I have been thinking a lot about sexism, gender slurs and misogyny as the political campaign has unfolded. This morning I posted some thoughts here, spurred by references to a couple of articles. It seems clear to me that there is something operating in the cultural unconscious that allows the things that Marie Cocco reports in the Washington Post the following, among others,:
"I will not miss seeing advertisements for T-shirts that bear the slogan "Bros before Hos." The shirts depict Barack Obama (the Bro) and Hillary Clinton (the Ho) and are widely sold on the Internet.

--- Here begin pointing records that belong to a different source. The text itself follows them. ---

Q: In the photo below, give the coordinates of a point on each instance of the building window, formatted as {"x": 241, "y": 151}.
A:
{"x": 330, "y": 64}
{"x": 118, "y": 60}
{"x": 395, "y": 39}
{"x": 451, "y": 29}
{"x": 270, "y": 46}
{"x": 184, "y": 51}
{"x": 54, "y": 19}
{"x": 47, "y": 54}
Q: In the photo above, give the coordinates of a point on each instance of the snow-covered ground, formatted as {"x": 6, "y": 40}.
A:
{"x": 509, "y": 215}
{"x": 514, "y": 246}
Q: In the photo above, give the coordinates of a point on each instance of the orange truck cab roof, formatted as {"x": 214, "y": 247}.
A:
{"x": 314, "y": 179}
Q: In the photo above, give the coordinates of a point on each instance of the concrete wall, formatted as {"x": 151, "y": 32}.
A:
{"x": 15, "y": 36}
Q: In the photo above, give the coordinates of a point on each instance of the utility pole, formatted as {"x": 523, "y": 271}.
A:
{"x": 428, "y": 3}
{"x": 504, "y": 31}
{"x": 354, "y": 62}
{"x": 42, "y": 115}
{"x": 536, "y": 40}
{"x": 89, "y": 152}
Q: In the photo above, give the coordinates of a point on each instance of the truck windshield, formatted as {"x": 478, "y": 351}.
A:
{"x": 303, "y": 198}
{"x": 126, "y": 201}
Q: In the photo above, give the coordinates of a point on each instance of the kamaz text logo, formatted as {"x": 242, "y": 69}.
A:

I will not miss walking past airport concessions selling the Hillary Nutcracker, a device in which a pantsuit-clad Clinton doll opens her legs to reveal stainless-steel thighs that, well, bust nuts. I won't miss television and newspaper stories that make light of the novelty item."
Grouped together, as they are in her piece, the ugliness leaps out and makes one feel a little ill.
Judith Keller, in a piece in the Chicago Tribune, reminds us that this is
" a familiar image in books, films, songs, comic books, TV series, video games and, now, politics: The woman as monster. The over-large, over-ambitious, overbearing creature who irritates everybody, the death-defying witch who just won't go away—and who therefore must be destroyed.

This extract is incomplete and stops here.